Kovanağzı’ndaki arsamızın etrafı uçsuz bucaksız bir ovayı andırıyor; ekin, pancar boy veriyordu. Neyse ki karşımızdaki tarlanın ortasında bir kerpiç ev, onun yüz metre ötesinde bir başka ev daha vardı. Bunlardan birinde İbrahim diğerinde Hüsrev yaşıtımızdı. İbrahim’in büyüğü Remzi ağabey oyun çağını çoktan aşmıştı. Bir adı da Mürid olan Hüsrev’in küçüğü namı diğer Halloş Halil’di. Uzun sokağın sonunda karşılıklı iki ev daha vardı. Biri Erzurumlu Sabri, diğeri Ramis amcalardı. Süleyman, Rahmi, Fehmi bize yaşıt; Nafiz, Bayram ve Niyazi bizden epey büyükçeydi. Yazının buraya kadarki kısmını okuyunca “Mustafa abi benden bahsetmemiş” diyecek olan Duran henüz arz makamında değildi! Daha ötelerdeki bağ evleri yaz aylarında hareketlenip kış aylarında sessizliğe gömülüyordu.

Evimizin mühendisi, mimarı, işçi ve amelesi Şeker Murat mahallesindeki akrabalarımızdan müteşekkildi. Gâh göz kararıyla, gâh adım ölçüleriyle iki oda, bir mabeynli evimizin temeli kazılıp sille taşı döşenerek inşaata başlandı. Berber Hasan’ın babası Mustafa Çelik Amca usta, akrabalarımız da ameleydi.

Cavdırmalar döşenip üzerine tahtalar serilirken dama çıkarıldığımı ve burada şişe tabanını andıran gözlüğünden ötürü Gözlüklü Dayı diye andığımız Mustafa Elmalı hoca merhumun bin bir türlü lâtifesine muhatap olduğumu da söylemeliyim.

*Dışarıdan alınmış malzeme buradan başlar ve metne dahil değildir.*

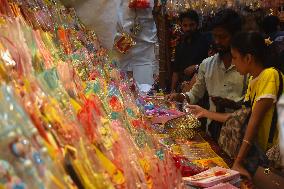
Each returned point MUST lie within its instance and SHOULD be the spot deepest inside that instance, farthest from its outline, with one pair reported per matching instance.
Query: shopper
(190, 51)
(216, 74)
(271, 28)
(250, 56)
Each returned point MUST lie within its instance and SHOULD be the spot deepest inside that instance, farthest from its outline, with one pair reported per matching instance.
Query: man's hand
(189, 71)
(238, 167)
(197, 111)
(175, 97)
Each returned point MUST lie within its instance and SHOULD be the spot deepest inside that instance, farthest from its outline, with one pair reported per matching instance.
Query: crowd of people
(238, 69)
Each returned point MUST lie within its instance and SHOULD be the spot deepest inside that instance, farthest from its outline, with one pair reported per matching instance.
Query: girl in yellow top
(249, 55)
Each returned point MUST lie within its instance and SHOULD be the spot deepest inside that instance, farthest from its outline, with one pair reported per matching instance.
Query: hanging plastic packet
(139, 4)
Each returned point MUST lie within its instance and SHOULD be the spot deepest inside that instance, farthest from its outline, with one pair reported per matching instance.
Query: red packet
(124, 43)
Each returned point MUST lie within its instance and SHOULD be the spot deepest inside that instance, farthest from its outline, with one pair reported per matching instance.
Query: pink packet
(223, 186)
(209, 178)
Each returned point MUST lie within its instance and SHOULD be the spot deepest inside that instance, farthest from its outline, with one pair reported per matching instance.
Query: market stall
(70, 119)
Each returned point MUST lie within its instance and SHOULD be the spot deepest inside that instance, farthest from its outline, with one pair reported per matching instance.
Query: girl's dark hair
(227, 19)
(191, 14)
(254, 43)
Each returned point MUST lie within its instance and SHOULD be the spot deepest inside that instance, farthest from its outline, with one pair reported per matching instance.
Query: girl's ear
(249, 58)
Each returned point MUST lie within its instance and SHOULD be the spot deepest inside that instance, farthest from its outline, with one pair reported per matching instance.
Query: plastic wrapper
(22, 147)
(139, 4)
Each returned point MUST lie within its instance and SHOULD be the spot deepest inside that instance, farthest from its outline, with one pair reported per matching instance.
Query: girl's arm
(258, 113)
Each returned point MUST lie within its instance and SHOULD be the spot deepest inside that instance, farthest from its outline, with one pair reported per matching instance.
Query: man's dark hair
(191, 14)
(229, 20)
(270, 24)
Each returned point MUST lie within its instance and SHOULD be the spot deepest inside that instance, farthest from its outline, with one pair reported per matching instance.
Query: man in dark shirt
(191, 51)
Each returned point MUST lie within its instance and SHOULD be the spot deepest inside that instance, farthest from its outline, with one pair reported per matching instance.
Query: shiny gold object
(184, 127)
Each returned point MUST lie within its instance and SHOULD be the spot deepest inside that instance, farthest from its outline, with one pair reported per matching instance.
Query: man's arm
(199, 88)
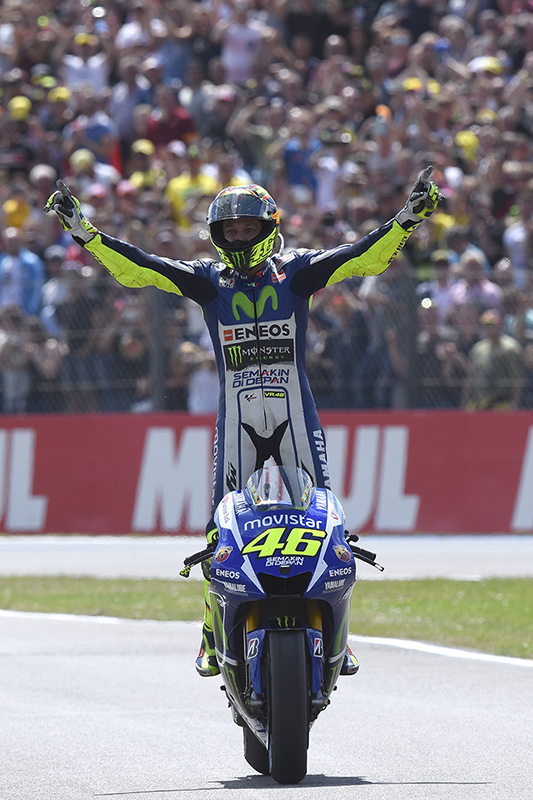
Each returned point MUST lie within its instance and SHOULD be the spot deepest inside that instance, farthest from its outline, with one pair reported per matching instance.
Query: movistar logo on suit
(241, 302)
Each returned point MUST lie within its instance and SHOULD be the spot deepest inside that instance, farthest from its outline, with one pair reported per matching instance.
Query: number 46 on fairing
(286, 542)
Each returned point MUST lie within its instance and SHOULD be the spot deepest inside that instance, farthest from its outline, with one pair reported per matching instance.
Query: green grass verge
(494, 616)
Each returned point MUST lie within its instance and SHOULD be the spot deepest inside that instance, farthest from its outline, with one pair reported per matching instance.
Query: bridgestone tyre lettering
(288, 729)
(254, 752)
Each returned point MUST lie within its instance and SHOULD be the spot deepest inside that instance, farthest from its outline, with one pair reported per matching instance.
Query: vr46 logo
(286, 542)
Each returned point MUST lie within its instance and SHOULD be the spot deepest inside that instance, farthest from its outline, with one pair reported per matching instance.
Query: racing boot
(350, 665)
(206, 661)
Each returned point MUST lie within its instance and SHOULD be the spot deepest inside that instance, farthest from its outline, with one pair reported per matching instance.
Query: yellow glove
(421, 203)
(70, 214)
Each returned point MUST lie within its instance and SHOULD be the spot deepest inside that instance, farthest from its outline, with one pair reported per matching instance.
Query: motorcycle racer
(255, 304)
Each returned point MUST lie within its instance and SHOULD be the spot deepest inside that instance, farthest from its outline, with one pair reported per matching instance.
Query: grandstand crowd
(148, 108)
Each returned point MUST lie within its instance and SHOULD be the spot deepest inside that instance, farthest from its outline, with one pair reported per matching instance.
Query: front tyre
(254, 752)
(288, 712)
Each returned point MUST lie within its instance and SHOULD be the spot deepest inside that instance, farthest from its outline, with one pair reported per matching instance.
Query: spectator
(143, 166)
(21, 274)
(241, 37)
(297, 145)
(169, 121)
(200, 367)
(89, 63)
(87, 170)
(55, 289)
(346, 341)
(186, 192)
(518, 236)
(128, 93)
(439, 289)
(473, 286)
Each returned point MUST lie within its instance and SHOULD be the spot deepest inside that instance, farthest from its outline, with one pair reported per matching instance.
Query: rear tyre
(288, 730)
(254, 752)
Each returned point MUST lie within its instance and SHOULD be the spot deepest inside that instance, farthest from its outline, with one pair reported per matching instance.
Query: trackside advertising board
(412, 472)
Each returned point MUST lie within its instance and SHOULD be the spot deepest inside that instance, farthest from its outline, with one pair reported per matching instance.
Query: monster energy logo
(234, 354)
(241, 301)
(242, 356)
(285, 622)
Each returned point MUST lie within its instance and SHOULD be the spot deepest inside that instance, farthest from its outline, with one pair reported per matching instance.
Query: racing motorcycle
(281, 577)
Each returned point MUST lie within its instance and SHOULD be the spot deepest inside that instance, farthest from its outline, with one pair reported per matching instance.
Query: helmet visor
(246, 202)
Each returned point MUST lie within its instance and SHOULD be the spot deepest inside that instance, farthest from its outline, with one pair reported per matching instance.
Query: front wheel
(254, 752)
(288, 712)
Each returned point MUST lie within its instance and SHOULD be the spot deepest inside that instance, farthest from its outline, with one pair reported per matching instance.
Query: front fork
(255, 642)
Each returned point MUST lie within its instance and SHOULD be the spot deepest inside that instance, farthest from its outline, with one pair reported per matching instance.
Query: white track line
(404, 644)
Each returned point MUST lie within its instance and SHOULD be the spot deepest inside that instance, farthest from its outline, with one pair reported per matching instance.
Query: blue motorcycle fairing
(281, 544)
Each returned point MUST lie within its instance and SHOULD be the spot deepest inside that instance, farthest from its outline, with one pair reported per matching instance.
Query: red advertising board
(409, 472)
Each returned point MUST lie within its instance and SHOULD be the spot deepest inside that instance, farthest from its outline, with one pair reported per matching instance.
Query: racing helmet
(244, 201)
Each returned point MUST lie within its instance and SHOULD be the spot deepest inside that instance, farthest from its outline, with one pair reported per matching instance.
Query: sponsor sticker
(241, 356)
(223, 553)
(226, 283)
(342, 552)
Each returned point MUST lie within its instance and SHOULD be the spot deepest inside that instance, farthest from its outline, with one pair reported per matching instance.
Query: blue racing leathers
(258, 328)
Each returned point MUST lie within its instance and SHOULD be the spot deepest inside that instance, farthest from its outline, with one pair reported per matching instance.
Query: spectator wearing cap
(174, 158)
(222, 104)
(93, 129)
(89, 61)
(86, 169)
(126, 206)
(131, 90)
(55, 289)
(517, 236)
(296, 145)
(56, 112)
(473, 286)
(22, 140)
(184, 193)
(241, 37)
(21, 274)
(173, 35)
(168, 120)
(495, 377)
(144, 171)
(439, 288)
(152, 70)
(135, 35)
(196, 92)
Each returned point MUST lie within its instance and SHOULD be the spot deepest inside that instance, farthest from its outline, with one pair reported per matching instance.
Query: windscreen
(279, 487)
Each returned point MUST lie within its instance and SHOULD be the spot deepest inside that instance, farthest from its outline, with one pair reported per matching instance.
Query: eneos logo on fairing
(286, 542)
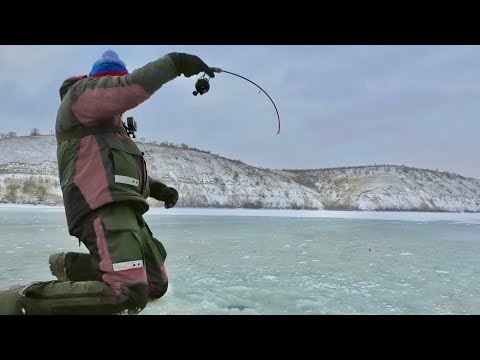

Zaten Şeker’deki evimizde de çocukluk hallerimiz rahatsızlık verici boyuta vardığında siyah kalın pantolon kemerinin metal tokasındaki düğmeye basarak şakır şukur sesler çıkartıp bazen “Hay polis” bazen de “Hay inneci” diye onları çağırıyormuş gibi yaparak bize korku salar sustururdu. Yıllar sonra gazeteciliğin ilk kıdem ürünü olarak evimize telefon bağlattığımızda ilk telefon görüşmesini onunla yapıp “Alo, ben çocukları korkutmak için pantolon kayışından telefon ettiğin polis!” diye mukabele etmiştim.

Çatısı yoktu ve evimizin damı toprak örtülüydü. “Yağmur, kar damlaları eve sızmasın” diye çorak serer, üzerinde de yuvak gezdirip sıkıştırırdık. Günlük oturma odamızın penceresi bahçeye bakardı ve hava karardığında Akyokuş’tan tek tük gidip gelen arabaların ışıklarını sayarak seyrederdik. Annesi ve babasının mezarları Konya’da olmasına karşılık annem her akşam Akyokuş’un ışıklarına dalar, gözyaşları yaktığı sessiz ağıta eşlik ederdi. Yüreğindeki sancıya köy kabristanındaki iki erkek kardeşi Mehmet ve Hüseyin dayılarımız ile küçük yaşta toprağa koyduğu iki Meryem’inin hasreti sebep olmalıydı.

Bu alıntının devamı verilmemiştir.